Diffusa è la percezione pubblica che per quanto concerne gli strumenti da percussione, nessuno possa superare il mitico martello del dio Thor. Il cui rombo è quello della tempesta, mentre incontra il tipo di superficie che suo malgrado, fa il possibile per contrapporsi al libero passaggio di una massa tanto solida e devastante. Andando incontro alla frantumazione sistematica, nonché totale. Ma la verità dei fatti, a ben pensarci, è che l’arma meno utile di questo mondo è proprio quella che può essere impugnata da un individuo soltanto: poiché una volta assolta alla necessità fondamentale, di annientare le forze del percepito male, ciò che si troverà a lasciare irrisolti sono i compiti per così dire più prosaici, quei mestieri e quei doveri che pur non venendo ammirati convenzionalmente dagli autori di fumetti o altre forme di mitologia moderna, permettono in qualche maniera al mondo di continuare le sue rotazioni attraverso il cosmo del presente e del futuro. È forse proprio per questo, che ad oggi il mondo può contare sull’aiuto del Fractum (modelli: 80, 100, 200 e 250) concepiti per essere utilizzati con una gru o carrello elevatore di tipo assolutamente convenzionale, da parte di chiunque possa averne l’interesse o la necessità. Il che si riferisce, nella maggior parte dei casi, agli operai più fortunati di quel tipo di fabbrica metallurgica, la quale ricevendo grandi carichi dalle miniere prossime o lontane, inizia quel processo di trasformazione che conduce, senza falla, alla materia prima. Ferro, per così dire, ma anche piombo, zinco, alluminio, rame, argento, oro, vanadio, tantalite/vermiculite… Tutto quello, insomma che fuoriuscendo dalle viscere della Terra, necessita generalmente di un preciso processo di raffinazione, per separare il buono dal cattivo, l’utile dall’inutile, il significativo dal collaterale. In altri termini, buttare tutto in pentola, per dare inizio alla cottura.
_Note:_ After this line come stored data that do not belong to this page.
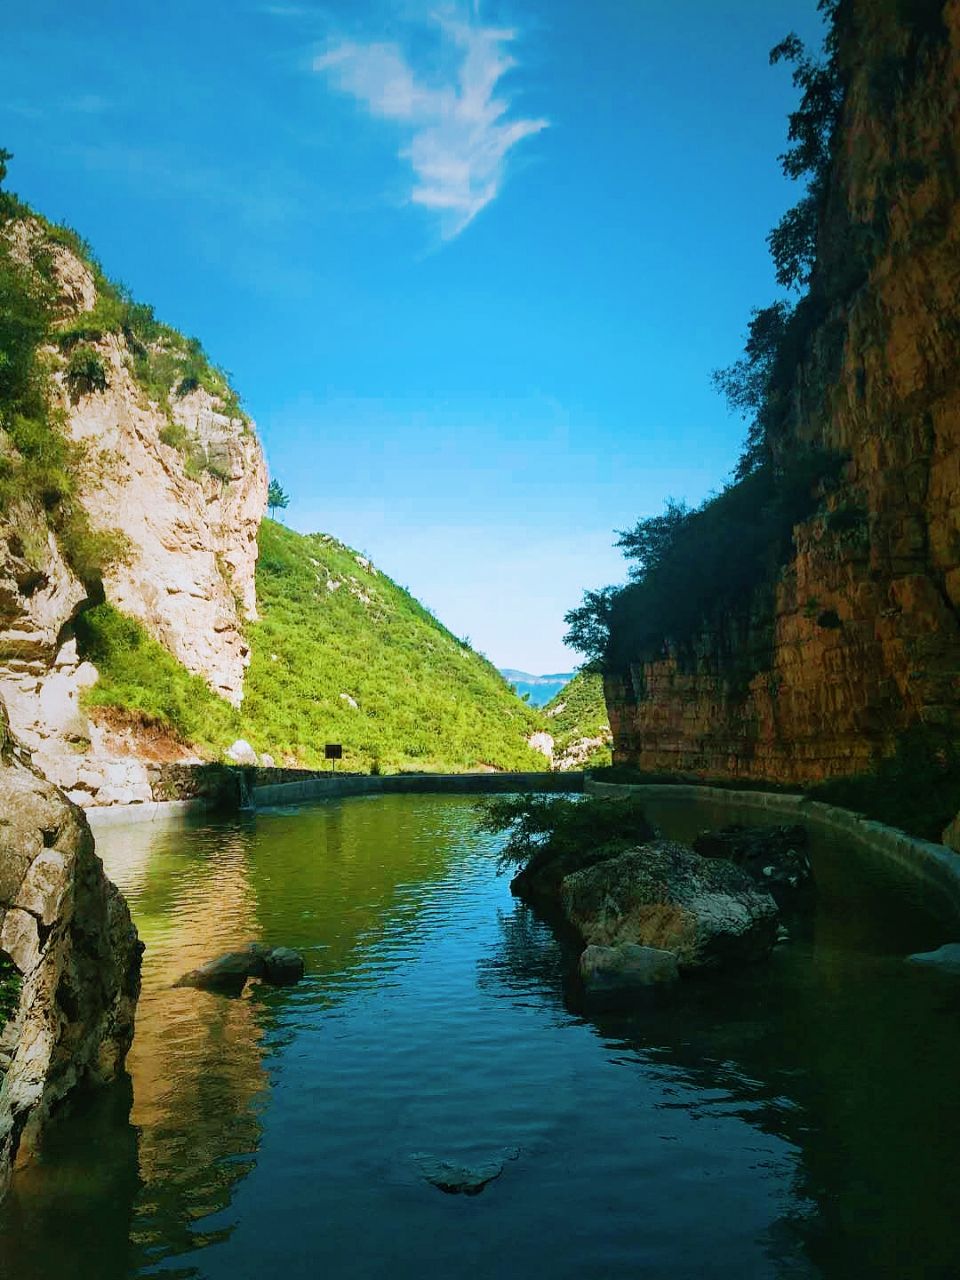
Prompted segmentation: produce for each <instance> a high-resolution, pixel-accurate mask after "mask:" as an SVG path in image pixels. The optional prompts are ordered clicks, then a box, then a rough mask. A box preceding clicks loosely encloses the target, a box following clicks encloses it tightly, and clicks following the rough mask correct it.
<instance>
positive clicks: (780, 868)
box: [692, 823, 813, 910]
mask: <svg viewBox="0 0 960 1280" xmlns="http://www.w3.org/2000/svg"><path fill="white" fill-rule="evenodd" d="M808 844H809V837H808V833H806V828H805V827H801V826H800V824H799V823H796V824H794V826H781V827H744V826H741V824H739V823H735V824H733V826H731V827H722V828H721V829H719V831H705V832H703V833H701V835H699V836H698V837H696V840H695V841H694V845H692V847H694V850H695V852H698V854H701V855H703V856H704V858H724V859H726V860H727V861H730V863H736V865H737V867H741V868H742V869H744V870H745V872H746V873H748V876H750V877H751V878H753V879H754V881H755V882H756V883H758V884H760V886H762V887H763V888H764V890H765V891H767V892H768V893H771V895H772V897H773V899H774V900H776V902H777V905H778V906H780V908H782V909H783V910H790V909H794V908H800V906H803V905H804V904H808V902H809V901H810V900H812V897H813V868H812V865H810V859H809V858H808V855H806V846H808Z"/></svg>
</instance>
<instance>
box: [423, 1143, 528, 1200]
mask: <svg viewBox="0 0 960 1280" xmlns="http://www.w3.org/2000/svg"><path fill="white" fill-rule="evenodd" d="M518 1156H520V1148H518V1147H509V1148H508V1149H507V1151H504V1152H502V1153H500V1155H499V1156H494V1157H493V1158H492V1160H488V1161H485V1162H484V1164H481V1165H457V1164H454V1162H453V1161H449V1160H440V1158H439V1156H431V1155H429V1153H428V1152H422V1151H417V1152H415V1153H413V1155H412V1156H411V1157H410V1158H411V1160H412V1161H413V1164H415V1165H416V1166H417V1169H419V1170H420V1172H421V1174H422V1175H424V1178H425V1179H426V1181H428V1183H430V1184H431V1185H433V1187H436V1188H438V1190H442V1192H445V1193H447V1194H448V1196H479V1194H480V1192H481V1190H483V1189H484V1187H486V1184H488V1183H492V1181H494V1179H497V1178H499V1176H500V1174H502V1172H503V1169H504V1165H506V1164H507V1162H508V1161H511V1160H517V1157H518Z"/></svg>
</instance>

Chiunque abbia mai avuto modo di osservare, anche a distanza, il processo usato al fine di processare il minerale grezzo a caldo, conosce la sua somiglianza alla ricetta tipica del chili messicano: si prende l’agglomerato minerario contenente una variabile percentuale del tesoro da noi ricercato, quindi lo si inserisce all’interno di una pentola (crogiolo) portata rapidamente a temperatura di fusione. All’interno di quel brodo risultante, senza alcuna esitazione, viene quindi aggiunto l’ingrediente segreto, sostanzialmente una miscela di sostanze scelte per la loro capacità di ossidare i legami cristallini tra i diversi tipi di metalli o pietra. Con un poderoso rimescolamento, a questo punto, il metallo ragionevolmente puro può essere rovesciato in altri recipienti, verso i successivi passaggi della sua processazione. Mentre ciò che rimane all’interno del magico pentolone, creando una serie di problematiche largamente note, è il cosiddetto slag, il “brodo” delle scorie, mescolanza vetrosa di ossidi e silicio parzialmente solidificati con una forma cava convenzionalmente associata in lingua inglese al concetto di un “cranio”. La cui rimozione (deskulling) il più delle volte, risulta essere di un’estrema semplicità: basta rovesciarlo a terra. Ed è lì che iniziano le grane, quelle vere…
Un teschio da forgia, per quanto possiamo desumere da video dimostrativi come quello qui sopra riportato, assume l’aspetto di un ammasso scuro e solido, del tutto inamovibile e tremendamente pericoloso. Questo perché al suo interno, per molte ore dopo il termine della lavorazione, il calor rosso continua ad ardere con temperature che possono raggiungere facilmente le svariate migliaia di gradi. Il che, nel tipo di stabilimento che può arrivare a produrne svariate dozzine l’ora, non può che causare un senso spontaneo di fastidio e rabbia. E come dice il celebre proverbio: “La rabbia non fa bene a Hulk!” Energumeno color smeraldo dalla nota e comprensibile incapacità di sollevare il succitato martello (dopo tutto, restava pur sempre “magico”). Non che ne avesse in alcun modo bisogno, per frantumare tutto ciò che avesse l’arroganza d’interporsi sul suo sentiero!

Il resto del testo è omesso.